Today, I watched a man about my age gracefully scuttle across the grocery store parking lot, head down, bent over, using a four prong cane. I wouldn’t have noticed him before, other than to fearfully hope my body would last a bit longer than his. Today I thought “Good for you, guy! You’ve got a new technique, you’re not going to resign yourself to using the motorized cart, you’re going to walk as long as you can - even if you have to accept that you have to walk with a cane.”
Or maybe he just had surgery and the cane is temporary. Maybe he can still work his way back to standing upright with a cane. Acceptance with new goals. OBTAINABLE goals. Realistic goals. I like the concept. (I guess I’d better, I’m sort of stuck with it.)

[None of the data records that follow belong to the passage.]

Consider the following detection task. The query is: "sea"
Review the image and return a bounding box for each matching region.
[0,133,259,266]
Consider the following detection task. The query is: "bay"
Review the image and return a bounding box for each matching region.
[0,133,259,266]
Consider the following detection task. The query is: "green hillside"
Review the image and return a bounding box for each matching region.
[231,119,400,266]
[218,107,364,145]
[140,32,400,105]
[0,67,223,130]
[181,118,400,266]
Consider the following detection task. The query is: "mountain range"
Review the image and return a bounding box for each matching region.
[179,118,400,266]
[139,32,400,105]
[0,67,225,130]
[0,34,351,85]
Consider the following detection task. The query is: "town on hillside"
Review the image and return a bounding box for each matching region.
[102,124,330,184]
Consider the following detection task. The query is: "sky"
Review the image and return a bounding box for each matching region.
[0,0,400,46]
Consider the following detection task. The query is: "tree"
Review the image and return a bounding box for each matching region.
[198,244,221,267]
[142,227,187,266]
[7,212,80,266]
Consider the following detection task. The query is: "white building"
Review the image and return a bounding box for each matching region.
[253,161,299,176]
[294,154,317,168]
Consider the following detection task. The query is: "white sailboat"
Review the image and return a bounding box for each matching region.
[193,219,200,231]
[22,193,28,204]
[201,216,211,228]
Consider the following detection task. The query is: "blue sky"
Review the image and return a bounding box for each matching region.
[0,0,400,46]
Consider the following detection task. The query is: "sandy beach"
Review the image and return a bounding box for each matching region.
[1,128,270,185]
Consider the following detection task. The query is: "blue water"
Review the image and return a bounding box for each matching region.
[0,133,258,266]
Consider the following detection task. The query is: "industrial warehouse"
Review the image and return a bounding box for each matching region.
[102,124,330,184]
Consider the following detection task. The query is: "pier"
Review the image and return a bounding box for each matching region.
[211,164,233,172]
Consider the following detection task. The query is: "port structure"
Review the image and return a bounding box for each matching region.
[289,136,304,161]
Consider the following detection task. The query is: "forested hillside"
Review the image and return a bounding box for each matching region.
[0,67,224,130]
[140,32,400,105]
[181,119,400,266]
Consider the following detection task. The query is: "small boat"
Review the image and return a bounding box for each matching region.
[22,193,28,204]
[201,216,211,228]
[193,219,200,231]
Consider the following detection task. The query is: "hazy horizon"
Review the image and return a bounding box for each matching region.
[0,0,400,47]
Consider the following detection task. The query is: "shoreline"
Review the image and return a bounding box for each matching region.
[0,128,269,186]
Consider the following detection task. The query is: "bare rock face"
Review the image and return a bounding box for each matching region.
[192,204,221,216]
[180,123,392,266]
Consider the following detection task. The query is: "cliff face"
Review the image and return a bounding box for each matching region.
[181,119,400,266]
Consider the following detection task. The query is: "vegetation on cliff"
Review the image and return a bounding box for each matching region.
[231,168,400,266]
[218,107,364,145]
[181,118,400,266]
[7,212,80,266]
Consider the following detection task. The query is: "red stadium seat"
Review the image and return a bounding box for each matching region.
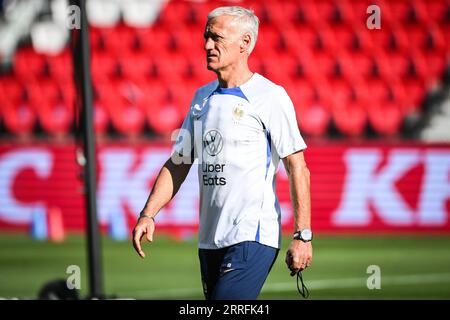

ANYWAY, on to our artist. His name is Gerardo Dottori, Italian (1884-1977). I love the boldness of his work, with the beams and straight lines giving texture and direction. Quite striking work. Biography from Wall Street International magazine, 2014.
"Gerardo Dottori was a pivotal figure in Italian Futurism during the inter-war years. His expansive and intensely lyrical visions of the Umbrian landscape, viewed from above, were among the earliest and most striking examples of aeropainting, which explored the dynamic perspectives of flight.
Dottori was born in Perugia and studied at the city’s Academy of Fine Arts where he excelled as a draughtsman. Around 1904 he began exploring the 'Divisionist' technique as a way of introducing life, light and colour into his work and as a means of escape from the gloom of the Academy.
Dottori recalled how he and his fellow students ‘rebelled against the teaching methods of the lectures; we tried to make them understand our discontent and our need to do something different from what was imposed on us.’
In 1909, his rebellious inclinations made Dottori receptive to the subversive agenda of F.T. Marinetti’s newly-launched Futurist movement.
A period of experimentation followed with the creation of works such as Spring which he felt captured the authentic spirit of Futurism, employing fragmented forms and vibrant colours to create a vivid sense of movement and energy. In 1912 he plunged into the Futurist adventure with great enthusiasm, co-founding one of the earliest regional Futurist groups.
Dottori continued to work while serving in the Italian army during WW1, producing drawings, paintings and poetic compositions under the pseudonym ‘G. Voglio’.
Although Futurism is most closely associated with its celebration of the flux and dynamism of the modern industrial age, Dottori often expressed his preference for ‘the stillness of the countryside and the mountains to the deafening noise of big cities’.
And it was his native region of Umbria, with its lush, undulating landscape, to which he remained most deeply attached throughout his life. His Self Portrait of 1928, in which Dottori depicts himself embedded among its hills and lakes, is symbolic of the deep bond he felt with this rural environment.
Well, I can’t do a downward dog for longer than ten seconds, but I can stand upright and paint at an easel. If I’d been given the choice, I’d pick Art, so I guess it’s all turned out okay. How can I complain? (Pretty damn easily. Maybe I can try some stork or sunrise poses between brush strokes. Hmm.)
Love reading your posts! I learn something, AND I enjoy your sense of humor.
Glad it was only over doing the downward dog and not anything life threatening!